日々是マーケティング

女性マーケターから見た日々の出来事

地産地消から地産地商へ

2012-04-19 20:09:09 | ビジネス
数日間のお休みを頂きました。

漫画・ビックコミックスピリッツに長く掲載されている「美味しんぼ」に、島根県の食材が取り上げられている。
私にとっては本籍地である島根県というコトもあり、久しぶりに読んだ。
その内容云々については、実際読んでいただくことして、ここで取り上げられているテーマの一つがとても興味深い。
というのも、島根県に限らず日本には「その地域限定食材」といわれる食材が、数多くあるからだ。

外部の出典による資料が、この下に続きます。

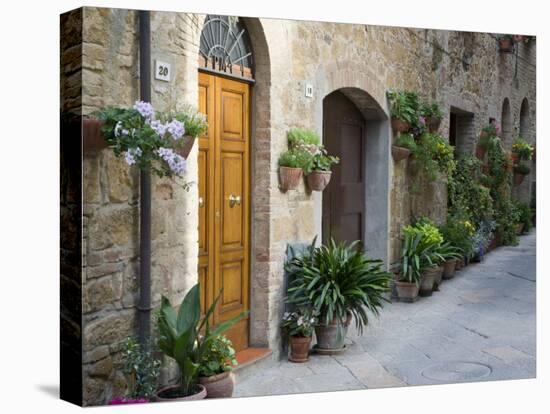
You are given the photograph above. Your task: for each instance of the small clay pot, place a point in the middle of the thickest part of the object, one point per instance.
(398, 125)
(299, 348)
(399, 153)
(318, 180)
(449, 269)
(290, 177)
(406, 292)
(219, 385)
(171, 394)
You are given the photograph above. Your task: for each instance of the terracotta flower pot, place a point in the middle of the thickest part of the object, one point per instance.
(220, 385)
(299, 348)
(406, 292)
(518, 179)
(399, 125)
(318, 180)
(433, 123)
(92, 138)
(399, 153)
(290, 177)
(428, 280)
(449, 269)
(186, 145)
(506, 45)
(173, 392)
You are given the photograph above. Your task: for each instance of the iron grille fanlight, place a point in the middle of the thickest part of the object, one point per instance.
(225, 46)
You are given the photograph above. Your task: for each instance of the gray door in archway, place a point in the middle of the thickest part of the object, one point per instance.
(343, 215)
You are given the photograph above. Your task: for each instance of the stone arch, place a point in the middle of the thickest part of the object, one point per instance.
(506, 122)
(369, 97)
(524, 119)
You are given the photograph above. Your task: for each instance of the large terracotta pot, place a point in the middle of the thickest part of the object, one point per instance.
(299, 348)
(399, 153)
(290, 177)
(399, 125)
(327, 335)
(171, 394)
(318, 180)
(406, 292)
(449, 269)
(220, 385)
(428, 280)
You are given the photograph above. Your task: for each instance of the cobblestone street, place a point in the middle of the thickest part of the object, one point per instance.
(481, 326)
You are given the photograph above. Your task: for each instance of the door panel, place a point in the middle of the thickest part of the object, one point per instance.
(343, 199)
(224, 230)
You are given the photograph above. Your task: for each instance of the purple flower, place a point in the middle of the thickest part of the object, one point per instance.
(145, 109)
(176, 129)
(176, 162)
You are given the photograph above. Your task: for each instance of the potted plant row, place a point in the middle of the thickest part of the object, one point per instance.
(336, 283)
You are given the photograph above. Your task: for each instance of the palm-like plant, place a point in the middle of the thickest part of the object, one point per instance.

島根県の食材として取り上げられていたのは、「横田小蕎麦」と呼ばれる奥出雲の在来種の蕎麦、旧平田市周辺で栽培されている「出西生姜(しゅっさいしょうが)と生姜糖」(リンク先は、生姜糖を作っている「來間屋生姜糖本舗」)隠岐のあらめ(昆布の一種)などが紹介されていた。
いずれも生産量が少なく、全国的に有名な食材とは言いがたい(ただし「來間屋生姜糖本舗」の生姜糖は、最近では様々な雑誌の「お取り寄せ品」として取り上げられるようになってきた)。
そのため多くの食材は、地元で消費されることがほとんどだった。
いわゆる「地産地消」だ。

それが、高度成長期を経て地元の特産物を東京や大阪などで販売する、という動きが生まれてきた。
もちろん、都市部に提供されることによって全国区的に知れ渡り、人気商品となる農・海産物も数多く生まれた。
ただ残念なことに、今回「美味しんぼ」が取り上げた島根の食材は、他の地域での栽培などが難しいこともあり全国区になることもなく、地元でひっそり(?)と作られ続けてきたものばかり。
おそらく、全国にはこのような全国区になるコト無く地元で限定的に作られ、消費されている農・海産物が数多くあるのではないだろうか?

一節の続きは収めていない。